The IL-6-gp130-STAT3 signaling axis is a major regulator of inflammation. Activating mutations in the gene encoding gp130 and germline gain-of-function mutations in STAT3 (STAT3(GOF)) are associated with multi-organ autoimmunity, severe morbidity, and adverse prognosis. To dissect crucial cellular subsets and disease biology involved in activated gp130 signaling, the gp130-JAK-STAT3 axis was constitutively activated using a transgene, L-gp130, specifically targeted to T cells. Activating gp130 signaling in T cells in vivo resulted in fatal, early onset, multi-organ autoimmunity in mice that resembled human STAT3(GOF) disease. Female mice had more rapid disease progression than male mice. On a cellular level, gp130 signaling induced the activation and effector cell differentiation of T cells, promoted the expansion of T helper type 17 (T(H)17) cells, and impaired the activity of regulatory T cells.
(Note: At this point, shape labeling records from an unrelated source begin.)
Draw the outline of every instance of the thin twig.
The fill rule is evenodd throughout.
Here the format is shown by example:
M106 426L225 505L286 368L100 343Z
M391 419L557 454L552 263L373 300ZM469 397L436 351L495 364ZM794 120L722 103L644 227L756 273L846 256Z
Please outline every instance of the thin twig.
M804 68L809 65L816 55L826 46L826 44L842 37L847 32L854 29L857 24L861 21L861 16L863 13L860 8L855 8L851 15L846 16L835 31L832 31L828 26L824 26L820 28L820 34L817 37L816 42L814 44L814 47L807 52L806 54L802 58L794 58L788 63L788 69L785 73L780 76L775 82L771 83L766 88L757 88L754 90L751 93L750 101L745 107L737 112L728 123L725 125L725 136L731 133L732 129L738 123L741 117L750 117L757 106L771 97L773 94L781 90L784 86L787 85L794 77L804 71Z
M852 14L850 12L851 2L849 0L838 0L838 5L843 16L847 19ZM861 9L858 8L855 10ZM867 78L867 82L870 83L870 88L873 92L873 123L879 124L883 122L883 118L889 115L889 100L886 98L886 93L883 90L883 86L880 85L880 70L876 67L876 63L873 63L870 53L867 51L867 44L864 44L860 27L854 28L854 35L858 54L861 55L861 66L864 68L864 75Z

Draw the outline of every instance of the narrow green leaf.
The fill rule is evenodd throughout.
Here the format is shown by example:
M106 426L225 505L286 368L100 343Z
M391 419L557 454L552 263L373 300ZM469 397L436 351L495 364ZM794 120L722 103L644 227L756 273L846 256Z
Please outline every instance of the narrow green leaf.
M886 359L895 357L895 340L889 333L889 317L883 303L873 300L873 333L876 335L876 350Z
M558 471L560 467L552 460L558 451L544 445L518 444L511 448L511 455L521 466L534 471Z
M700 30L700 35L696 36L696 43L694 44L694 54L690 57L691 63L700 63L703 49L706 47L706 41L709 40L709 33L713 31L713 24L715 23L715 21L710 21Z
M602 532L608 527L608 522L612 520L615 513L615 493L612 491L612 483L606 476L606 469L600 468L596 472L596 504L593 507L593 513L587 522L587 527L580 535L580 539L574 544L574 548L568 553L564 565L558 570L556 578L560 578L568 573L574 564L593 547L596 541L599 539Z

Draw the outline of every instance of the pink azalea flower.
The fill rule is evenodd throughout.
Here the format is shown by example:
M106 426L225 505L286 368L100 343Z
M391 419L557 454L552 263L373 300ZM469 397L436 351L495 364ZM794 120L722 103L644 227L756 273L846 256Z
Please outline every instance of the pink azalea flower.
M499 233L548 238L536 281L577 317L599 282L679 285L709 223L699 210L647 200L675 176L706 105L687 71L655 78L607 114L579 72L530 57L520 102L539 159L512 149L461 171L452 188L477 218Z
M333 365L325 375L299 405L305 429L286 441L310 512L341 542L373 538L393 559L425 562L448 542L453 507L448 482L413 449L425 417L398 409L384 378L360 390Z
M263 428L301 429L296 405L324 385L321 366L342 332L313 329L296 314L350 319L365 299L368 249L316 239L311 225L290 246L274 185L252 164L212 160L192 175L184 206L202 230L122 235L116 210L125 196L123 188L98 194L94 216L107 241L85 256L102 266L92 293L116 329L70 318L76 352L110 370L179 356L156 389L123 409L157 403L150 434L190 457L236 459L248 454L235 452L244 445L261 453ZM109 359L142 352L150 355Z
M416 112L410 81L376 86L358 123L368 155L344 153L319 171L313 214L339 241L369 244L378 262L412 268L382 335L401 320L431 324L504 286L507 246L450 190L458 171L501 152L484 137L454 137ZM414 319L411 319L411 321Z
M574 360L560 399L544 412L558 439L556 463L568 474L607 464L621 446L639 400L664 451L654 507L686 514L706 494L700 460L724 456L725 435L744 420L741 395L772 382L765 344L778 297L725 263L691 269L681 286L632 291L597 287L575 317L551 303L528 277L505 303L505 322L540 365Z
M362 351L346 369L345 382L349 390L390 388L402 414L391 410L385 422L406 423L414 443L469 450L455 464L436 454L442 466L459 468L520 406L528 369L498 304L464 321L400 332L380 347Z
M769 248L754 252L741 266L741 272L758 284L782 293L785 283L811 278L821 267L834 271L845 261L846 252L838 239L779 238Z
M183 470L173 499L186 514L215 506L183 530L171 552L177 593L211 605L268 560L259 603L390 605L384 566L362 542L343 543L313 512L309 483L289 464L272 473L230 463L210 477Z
Transcriptomic profiling of CD4(+) and CD8(+) T cells from these mice revealed commonly dysregulated genes and a gene signature that, when applied to human transcriptomic data, improved the segregation of patients with transcriptionally diverse STAT3(GOF) mutations from healthy controls. The findings demonstrate that increased gp130-STAT3 signaling leads to T(H)17-driven autoimmunity that phenotypically resembles human STAT3(GOF) disease.